Soon after the unveiling, Mac enthusiast Colin Nederkoorn kicked off a competition to see if it was possible for the two operating systems to run independently on the same machine.

To tempt entrants, he put up $100 of his own money - a prize fund that gradually grew as news about the competition spread.

The rules of the competition stressed that to win hackers must get both Windows XP and Apple's OSX running on the same machine and neither operating system must conflict with the other.

Screenshot of Eve Online, CCP Hf
Some want to run PC games like Eve Online on Macs
As late as 7 March, Apple technical experts were saying that the prize money was unlikely to be collected.

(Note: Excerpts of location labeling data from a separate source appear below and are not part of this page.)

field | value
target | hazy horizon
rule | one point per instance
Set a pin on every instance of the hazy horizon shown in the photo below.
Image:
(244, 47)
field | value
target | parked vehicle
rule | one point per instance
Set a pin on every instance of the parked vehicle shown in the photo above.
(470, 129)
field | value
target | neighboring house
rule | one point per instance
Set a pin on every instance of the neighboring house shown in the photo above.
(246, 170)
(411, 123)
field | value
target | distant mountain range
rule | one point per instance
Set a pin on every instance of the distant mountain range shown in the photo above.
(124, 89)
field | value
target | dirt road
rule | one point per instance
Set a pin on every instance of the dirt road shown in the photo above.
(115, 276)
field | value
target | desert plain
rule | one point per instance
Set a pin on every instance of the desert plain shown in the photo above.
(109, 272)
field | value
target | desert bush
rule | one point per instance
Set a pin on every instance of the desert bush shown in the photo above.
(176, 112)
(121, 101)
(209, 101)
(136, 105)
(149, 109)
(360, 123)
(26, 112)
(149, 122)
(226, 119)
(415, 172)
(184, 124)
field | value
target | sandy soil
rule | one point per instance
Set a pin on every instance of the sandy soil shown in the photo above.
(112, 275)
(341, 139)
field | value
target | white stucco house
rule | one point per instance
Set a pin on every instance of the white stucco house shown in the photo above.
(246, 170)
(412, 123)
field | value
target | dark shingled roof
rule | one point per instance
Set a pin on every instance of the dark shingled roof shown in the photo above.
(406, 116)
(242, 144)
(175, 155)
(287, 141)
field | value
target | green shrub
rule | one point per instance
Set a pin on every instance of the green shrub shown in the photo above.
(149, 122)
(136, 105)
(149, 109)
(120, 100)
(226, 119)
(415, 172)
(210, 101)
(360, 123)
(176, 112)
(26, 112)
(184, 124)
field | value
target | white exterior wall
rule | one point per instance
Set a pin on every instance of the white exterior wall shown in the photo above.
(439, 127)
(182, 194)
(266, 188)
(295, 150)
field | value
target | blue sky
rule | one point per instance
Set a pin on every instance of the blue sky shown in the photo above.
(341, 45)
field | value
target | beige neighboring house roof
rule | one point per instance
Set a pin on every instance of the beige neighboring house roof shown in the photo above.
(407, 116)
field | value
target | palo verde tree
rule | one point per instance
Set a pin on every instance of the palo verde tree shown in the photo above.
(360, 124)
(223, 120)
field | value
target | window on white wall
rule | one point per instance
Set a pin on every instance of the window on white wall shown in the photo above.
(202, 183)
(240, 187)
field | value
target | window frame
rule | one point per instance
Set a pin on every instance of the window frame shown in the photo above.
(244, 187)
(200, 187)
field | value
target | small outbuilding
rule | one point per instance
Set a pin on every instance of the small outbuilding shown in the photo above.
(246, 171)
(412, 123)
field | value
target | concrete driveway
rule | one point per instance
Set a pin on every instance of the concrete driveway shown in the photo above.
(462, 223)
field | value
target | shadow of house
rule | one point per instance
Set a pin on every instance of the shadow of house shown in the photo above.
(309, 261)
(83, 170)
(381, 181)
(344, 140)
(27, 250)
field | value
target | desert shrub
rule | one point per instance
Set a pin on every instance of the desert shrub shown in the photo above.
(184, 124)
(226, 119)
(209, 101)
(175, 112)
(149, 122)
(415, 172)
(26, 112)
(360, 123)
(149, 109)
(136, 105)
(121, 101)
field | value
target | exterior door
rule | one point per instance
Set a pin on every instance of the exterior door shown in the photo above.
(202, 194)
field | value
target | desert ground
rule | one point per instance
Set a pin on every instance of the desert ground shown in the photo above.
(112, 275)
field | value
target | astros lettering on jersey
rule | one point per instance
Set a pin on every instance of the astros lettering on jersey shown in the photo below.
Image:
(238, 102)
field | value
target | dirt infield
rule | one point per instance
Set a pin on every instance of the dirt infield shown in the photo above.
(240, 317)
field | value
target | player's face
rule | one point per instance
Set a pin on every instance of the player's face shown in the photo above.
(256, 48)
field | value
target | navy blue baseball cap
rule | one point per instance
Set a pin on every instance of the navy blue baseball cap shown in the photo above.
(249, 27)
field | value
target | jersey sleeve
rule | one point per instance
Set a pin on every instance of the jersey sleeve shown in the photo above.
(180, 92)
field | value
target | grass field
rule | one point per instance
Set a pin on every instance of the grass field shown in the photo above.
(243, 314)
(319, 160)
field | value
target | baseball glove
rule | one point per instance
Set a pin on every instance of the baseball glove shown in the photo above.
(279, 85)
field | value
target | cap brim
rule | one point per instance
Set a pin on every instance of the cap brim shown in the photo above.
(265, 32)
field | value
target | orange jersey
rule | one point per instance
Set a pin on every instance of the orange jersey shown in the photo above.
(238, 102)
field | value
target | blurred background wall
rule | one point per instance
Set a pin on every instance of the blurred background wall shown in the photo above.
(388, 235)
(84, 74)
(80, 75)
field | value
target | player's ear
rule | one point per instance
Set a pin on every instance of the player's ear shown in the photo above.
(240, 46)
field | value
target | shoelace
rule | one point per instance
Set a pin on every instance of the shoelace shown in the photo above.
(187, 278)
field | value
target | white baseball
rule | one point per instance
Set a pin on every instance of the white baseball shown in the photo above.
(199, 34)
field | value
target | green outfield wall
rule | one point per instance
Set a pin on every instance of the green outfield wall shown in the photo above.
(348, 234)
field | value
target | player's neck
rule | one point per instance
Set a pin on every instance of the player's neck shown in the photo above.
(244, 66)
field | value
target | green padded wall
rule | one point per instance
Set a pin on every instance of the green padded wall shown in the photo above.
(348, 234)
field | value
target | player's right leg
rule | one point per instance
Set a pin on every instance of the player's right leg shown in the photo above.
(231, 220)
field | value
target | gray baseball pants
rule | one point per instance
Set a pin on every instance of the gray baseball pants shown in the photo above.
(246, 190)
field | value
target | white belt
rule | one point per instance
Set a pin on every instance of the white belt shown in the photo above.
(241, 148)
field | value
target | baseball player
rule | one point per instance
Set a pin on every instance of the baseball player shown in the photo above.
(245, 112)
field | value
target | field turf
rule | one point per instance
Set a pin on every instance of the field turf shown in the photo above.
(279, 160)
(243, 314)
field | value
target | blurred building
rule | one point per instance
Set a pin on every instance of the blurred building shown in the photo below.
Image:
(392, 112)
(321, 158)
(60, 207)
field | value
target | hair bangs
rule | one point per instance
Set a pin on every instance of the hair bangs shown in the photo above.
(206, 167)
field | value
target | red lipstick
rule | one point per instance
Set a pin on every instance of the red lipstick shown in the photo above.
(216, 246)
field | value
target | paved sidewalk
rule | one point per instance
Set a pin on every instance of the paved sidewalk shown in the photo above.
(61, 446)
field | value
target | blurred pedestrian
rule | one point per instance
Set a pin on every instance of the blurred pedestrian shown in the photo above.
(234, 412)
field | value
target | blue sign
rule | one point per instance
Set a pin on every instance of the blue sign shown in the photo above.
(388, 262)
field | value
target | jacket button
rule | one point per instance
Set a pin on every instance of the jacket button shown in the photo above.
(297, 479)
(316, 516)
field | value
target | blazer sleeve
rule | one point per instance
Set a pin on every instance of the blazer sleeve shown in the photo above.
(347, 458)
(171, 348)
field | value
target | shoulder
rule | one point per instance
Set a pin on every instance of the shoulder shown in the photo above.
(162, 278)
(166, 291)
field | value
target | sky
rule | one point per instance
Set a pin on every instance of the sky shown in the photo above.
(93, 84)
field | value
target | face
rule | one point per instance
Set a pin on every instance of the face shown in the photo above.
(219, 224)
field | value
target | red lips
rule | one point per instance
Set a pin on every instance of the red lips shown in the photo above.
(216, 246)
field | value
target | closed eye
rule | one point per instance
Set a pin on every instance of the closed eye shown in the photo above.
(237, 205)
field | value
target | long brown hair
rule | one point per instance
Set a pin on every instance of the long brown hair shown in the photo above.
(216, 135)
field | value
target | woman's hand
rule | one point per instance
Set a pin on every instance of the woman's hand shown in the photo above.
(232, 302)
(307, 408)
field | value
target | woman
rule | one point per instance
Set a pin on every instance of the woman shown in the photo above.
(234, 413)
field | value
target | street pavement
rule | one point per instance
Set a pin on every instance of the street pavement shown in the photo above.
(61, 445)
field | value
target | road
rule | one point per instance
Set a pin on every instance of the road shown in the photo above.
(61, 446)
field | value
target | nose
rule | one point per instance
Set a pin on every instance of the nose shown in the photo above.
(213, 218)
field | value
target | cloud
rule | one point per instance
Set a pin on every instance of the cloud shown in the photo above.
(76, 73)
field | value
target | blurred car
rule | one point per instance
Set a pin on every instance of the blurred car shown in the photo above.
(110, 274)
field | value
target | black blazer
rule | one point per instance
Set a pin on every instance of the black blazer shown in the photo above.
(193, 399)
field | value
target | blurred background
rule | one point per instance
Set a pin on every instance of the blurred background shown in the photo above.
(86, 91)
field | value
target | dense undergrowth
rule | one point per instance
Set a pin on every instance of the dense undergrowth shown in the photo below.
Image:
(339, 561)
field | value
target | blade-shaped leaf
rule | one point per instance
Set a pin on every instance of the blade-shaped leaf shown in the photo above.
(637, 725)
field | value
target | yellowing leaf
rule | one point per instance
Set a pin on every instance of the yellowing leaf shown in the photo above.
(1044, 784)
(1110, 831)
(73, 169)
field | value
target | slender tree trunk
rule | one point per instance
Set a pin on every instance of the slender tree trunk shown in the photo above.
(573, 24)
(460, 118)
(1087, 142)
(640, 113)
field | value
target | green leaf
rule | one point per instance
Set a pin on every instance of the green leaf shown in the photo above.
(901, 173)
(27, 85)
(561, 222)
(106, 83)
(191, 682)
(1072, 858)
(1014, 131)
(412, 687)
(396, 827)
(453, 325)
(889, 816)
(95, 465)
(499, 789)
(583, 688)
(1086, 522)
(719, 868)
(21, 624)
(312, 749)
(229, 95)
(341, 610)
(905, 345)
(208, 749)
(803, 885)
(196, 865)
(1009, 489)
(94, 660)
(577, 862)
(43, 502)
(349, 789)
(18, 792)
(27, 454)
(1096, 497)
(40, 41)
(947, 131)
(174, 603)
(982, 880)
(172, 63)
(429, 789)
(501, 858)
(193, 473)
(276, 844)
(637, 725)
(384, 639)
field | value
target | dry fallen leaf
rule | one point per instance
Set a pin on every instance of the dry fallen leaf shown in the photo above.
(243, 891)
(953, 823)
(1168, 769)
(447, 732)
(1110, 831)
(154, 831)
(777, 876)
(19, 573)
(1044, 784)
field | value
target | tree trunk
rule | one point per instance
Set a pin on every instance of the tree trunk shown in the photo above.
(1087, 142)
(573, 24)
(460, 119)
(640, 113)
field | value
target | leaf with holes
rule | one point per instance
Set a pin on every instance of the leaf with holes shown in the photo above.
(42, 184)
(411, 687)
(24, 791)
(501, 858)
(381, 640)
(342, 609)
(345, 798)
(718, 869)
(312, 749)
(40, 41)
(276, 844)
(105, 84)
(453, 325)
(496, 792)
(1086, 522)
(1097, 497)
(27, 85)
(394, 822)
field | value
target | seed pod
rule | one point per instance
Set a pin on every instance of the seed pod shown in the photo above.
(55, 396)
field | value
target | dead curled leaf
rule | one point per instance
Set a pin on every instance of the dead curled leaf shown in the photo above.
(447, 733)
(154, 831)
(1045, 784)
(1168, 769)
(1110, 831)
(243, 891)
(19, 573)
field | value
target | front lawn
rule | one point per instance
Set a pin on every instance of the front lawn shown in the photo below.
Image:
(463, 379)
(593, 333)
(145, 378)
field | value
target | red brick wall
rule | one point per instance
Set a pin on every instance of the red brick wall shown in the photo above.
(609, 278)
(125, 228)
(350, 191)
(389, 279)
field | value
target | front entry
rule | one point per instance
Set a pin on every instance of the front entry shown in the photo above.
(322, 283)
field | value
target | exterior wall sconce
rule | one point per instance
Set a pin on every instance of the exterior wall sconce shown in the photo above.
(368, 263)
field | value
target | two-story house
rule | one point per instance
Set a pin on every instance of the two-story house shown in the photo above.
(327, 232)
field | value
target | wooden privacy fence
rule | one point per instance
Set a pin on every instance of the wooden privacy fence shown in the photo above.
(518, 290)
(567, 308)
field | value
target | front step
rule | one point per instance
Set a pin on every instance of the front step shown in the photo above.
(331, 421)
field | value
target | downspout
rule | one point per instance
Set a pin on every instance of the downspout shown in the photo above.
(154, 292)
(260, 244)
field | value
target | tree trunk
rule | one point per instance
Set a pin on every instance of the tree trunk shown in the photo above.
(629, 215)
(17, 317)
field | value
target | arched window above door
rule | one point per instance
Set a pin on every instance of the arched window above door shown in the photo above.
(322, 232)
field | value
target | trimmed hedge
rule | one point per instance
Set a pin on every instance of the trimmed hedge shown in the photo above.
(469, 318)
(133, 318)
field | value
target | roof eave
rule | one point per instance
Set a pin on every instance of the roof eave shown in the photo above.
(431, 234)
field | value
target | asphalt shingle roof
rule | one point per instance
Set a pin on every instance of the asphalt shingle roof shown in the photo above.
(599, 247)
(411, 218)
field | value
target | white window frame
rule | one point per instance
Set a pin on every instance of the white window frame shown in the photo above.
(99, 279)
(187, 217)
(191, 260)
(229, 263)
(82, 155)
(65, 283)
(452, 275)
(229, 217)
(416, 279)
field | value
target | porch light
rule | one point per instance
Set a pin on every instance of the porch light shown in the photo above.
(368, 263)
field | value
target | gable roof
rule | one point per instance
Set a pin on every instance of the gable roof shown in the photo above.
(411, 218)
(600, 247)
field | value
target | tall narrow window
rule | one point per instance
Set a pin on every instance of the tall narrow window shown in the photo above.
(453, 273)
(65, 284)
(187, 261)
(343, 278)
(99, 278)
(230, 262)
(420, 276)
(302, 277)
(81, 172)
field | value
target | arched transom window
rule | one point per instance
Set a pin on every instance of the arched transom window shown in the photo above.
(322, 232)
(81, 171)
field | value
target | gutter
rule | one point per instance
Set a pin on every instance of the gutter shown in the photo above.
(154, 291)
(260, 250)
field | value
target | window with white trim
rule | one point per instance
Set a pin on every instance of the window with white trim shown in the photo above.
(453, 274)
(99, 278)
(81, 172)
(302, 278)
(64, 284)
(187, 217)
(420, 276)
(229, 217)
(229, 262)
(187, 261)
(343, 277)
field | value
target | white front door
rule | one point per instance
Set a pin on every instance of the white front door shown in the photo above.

The main stumbling block for those tackling the task was the different way that Microsoft's Windows XP and Apple's OSX boot-up, or start. Essentially, PCs and Apple Mac machines use different technology to get their operating systems loaded.

The hackers who won the contest created a custom copy of Windows XP that had modifications made to the installation files to get it working with the Apple boot system.

The hackers who won the contest are keen to keep their anonymity and are known only by the handles "narf" and "blanka". According to reports, their feat has been independently confirmed and XP has been made to run on an iMac, Mac Mini and MacBook Pro.

Technical sites such as Ars Technica have provided walkthroughs for people keen to try it for themselves, though they stress that it is likely to defeat those who are technically unskilled.

It is possible that easier ways to get a Mac booting both operating systems will appear as other hackers follow up the success.

Many people discussing the feat online stress that it is of more than casual interest. One of the many reasons that Apple machines have not proved more popular is because of the relatively small number of programs, in particular games, created for them. With work, many of the hugely popular programs for Windows may be able to run on Apple machines too.